In 30 years of coaching, Debra Solomon has watched this single question shift more review conversations than any other intervention.

Responding without defending

The response trap is hearing "your communication needs work" and explaining why your communication was actually fine in the situations you remember. This loses, even when the explanation is correct.

The reason it loses: your manager isn't asking for a defense. They're signaling something they want changed. The defense reads as "I disagree with the rating," which puts your manager in the position of either backing down or doubling down. Most managers double down — the rating is already written, and the defense often shifts a soft rating into a harder one.

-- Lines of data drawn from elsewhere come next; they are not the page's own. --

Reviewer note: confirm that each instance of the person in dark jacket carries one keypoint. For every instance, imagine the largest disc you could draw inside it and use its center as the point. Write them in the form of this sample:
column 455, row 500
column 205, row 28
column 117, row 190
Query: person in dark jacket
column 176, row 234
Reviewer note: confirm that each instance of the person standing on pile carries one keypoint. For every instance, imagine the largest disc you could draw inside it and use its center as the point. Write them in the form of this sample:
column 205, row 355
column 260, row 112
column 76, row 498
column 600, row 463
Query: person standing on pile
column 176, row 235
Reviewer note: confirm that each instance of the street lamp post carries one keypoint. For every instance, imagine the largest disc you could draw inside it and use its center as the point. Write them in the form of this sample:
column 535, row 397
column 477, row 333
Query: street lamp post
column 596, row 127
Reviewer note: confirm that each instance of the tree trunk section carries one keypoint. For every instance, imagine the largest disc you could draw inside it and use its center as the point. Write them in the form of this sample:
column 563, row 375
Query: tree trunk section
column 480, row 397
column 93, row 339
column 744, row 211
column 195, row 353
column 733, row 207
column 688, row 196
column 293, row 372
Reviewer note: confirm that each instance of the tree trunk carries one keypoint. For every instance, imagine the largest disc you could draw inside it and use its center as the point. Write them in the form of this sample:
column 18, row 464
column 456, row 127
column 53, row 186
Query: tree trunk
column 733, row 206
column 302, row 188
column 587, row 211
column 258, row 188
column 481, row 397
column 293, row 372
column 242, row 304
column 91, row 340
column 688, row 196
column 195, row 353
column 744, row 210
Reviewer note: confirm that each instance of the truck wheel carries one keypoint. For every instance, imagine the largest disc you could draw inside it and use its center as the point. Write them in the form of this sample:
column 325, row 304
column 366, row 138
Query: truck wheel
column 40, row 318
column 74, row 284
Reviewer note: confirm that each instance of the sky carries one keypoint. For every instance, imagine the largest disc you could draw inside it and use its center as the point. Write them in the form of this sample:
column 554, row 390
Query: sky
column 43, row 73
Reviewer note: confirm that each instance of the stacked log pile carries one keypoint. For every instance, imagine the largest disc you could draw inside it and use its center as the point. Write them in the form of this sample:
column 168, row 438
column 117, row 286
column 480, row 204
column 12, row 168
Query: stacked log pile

The pattern that works has four steps. Acknowledge: "Okay — I want to take this seriously." Ask for specifics: the clarifying question from the previous section. Name the gap: once you have the example, say what you read it as in the moment versus what your manager read it as. ("I was treating that as a quick async handoff; I'm hearing you read it as needing more synchronous context.") Propose the structural change: a specific behavior change with a timeline. ("Starting next week, I'll add a 10-minute live walk-through for any handoff that touches the deploy pipeline.")

The structure works because it shows you noticed, you took responsibility for the gap (not for being wrong, but for the gap between your read and theirs), and you proposed a specific change rather than a vague commitment to "improve." Specific behavior changes are easier to track and easier for your manager to give you credit for in the next review.

The reframe is harder for neurodivergent professionals than it sounds. The literal-first reading of "work on your communication" makes "but my communication was fine" feel like the obviously correct response — because in many of the specific moments you remember, your communication probably was fine. The reframe is treating the feedback as a signal about what your manager wants more or less of, rather than as a claim about the past you need to litigate. Past performance is fixed; the next cycle is the only variable. Respond to the variable.

The 30-day evidence trail

Once you've identified which of the six meanings is in play, the work is producing a 30-day evidence trail that the specific thing has changed. The evidence trail serves two audiences at once: your manager, so the next conversation has different inputs; and the written record HR uses for promotion and calibration decisions, so the next review reads differently regardless of how memory has compressed the cycle.

The specific evidence trail depends on which meaning was in play.

For visibility (#1): a weekly Friday written update, three lines, sent to your manager and ideally to your skip-level. Format: what shipped this week, what's blocked, what's coming next week. Six weeks of these produces an artifact your manager can point to in the next review.

For status updates (#2): a Slack message at the moment of any delay or scope change, not at the moment of resolution. The bar is low — one sentence is enough. The principle is that the surfacing happens before the resolution, not after.

For stakeholder management (#3): one repair conversation with the named peer or partner-team contact, followed by a written summary sent to your manager. "Had a 30-minute conversation with [name] about the [project] handoff. Here's what we agreed: [specifics]." This is the artifact that converts a stakeholder issue from "she has communication problems" to "she handled the [name] situation directly and well."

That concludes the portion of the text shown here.